Sex/Unsexy, Practical/Impractical: Ground Transport Has Silly Nonsense & Boring Reality
All of us, most of the time, wander around on the surface of the Earth. A small percentage travel across rivers, lakes and oceans in boats of various kinds regularly. A smaller percentage than that get above the ground into the skies. And, of course, the tiniest rounding error on a gnat’s hairy thorax get above the atmosphere.
So let’s talk about moving around on the ground in this next edition of sexy/unsexy, practical/impractical. More outrage and mutters will ensue, of course, as I call out the overhyped and the actual value propositions in this domain with a quadrant chart guaranteed to annoy many. If you missed the first topic, electricity and energy storage, go look for that after you read this, and look for more articles assessing aviation and aerospace, marine transportation, carbon drawdown, and the like.
We’ll start with the sexy and practical, and that means high-speed rail. When we say that, we mean electrified high-speed rail, the only kind. Yeah, if you want to go fast by train, it’s going to be grid-tied with electric motors. Fossil fuels need not apply. The 25,000 miles of Chinese 220 mph passenger and 120 mph freight rail — enough to wrap around the equator — built since 2007 is electric. They are seeing billions and billions of passenger trips annually, trips that aren’t flying, trips that aren’t running internal combustion engines, and trips which are increasingly low carbon as China massively expands wind, solar, and nuclear generation. Europe’s 12,000 miles of high-speed rail is electric. Northern Africa’s high-speed rail is electric. The tiny portion of US rail in the new Acela class that’s high-speed is electric. Swift, sexy, zero-emissions, sleek. Lots to love about it. Tracks with grid ties delivering people and tons of cargo long distances with very low emissions, and yet managing to capture the imagination.
Then there are electric cars. Tesla leads the sexy with its 2 seconds to 60 mph beasts and promised Roadster of course. But others are getting into mix of sleek, silent, speedy cars. Porsche’s Taycan is selling absurdly well. Rimac. Mmm… Rimac. Enough said about Rimac. Except… Rimac. The hypercar marques are all jumping on the bandwagon too. Along with a lot of much less exciting grocery mobiles. There’s an electric Mustang, even though the only relationship to that iconic brand is … uh… just the name.

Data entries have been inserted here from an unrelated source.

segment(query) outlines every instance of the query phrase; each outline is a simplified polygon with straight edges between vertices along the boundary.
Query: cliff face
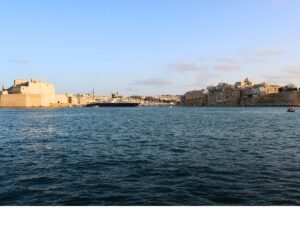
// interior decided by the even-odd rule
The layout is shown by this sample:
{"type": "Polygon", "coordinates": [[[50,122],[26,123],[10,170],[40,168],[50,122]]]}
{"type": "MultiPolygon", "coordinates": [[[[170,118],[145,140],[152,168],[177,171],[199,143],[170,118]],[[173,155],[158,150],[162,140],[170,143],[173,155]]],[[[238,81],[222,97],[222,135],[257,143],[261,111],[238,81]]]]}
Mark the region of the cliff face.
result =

And now we have the pickups. Tesla’s is still pending, but keeps getting photographed with dirt all over it and a windshield wiper that could kill a bear. Ford’s F-150 has long been the best selling light vehicle in North America, and now it has the Lightning, which is getting Tesla-level pre-orders, which must have Ford’s Board salivating — finally — at the EV transition. They cross over into impractical because North American pickups are some of the biggest, silliest, and over-featured road beasts in the world, increasing in size until they make monster trucks from the 1980s seem a little small. But still, despite what it seems like, there are actually a lot of pickups that are working vehicles, not just polished grocery-getters crowding parking lots and unable to fit in garages.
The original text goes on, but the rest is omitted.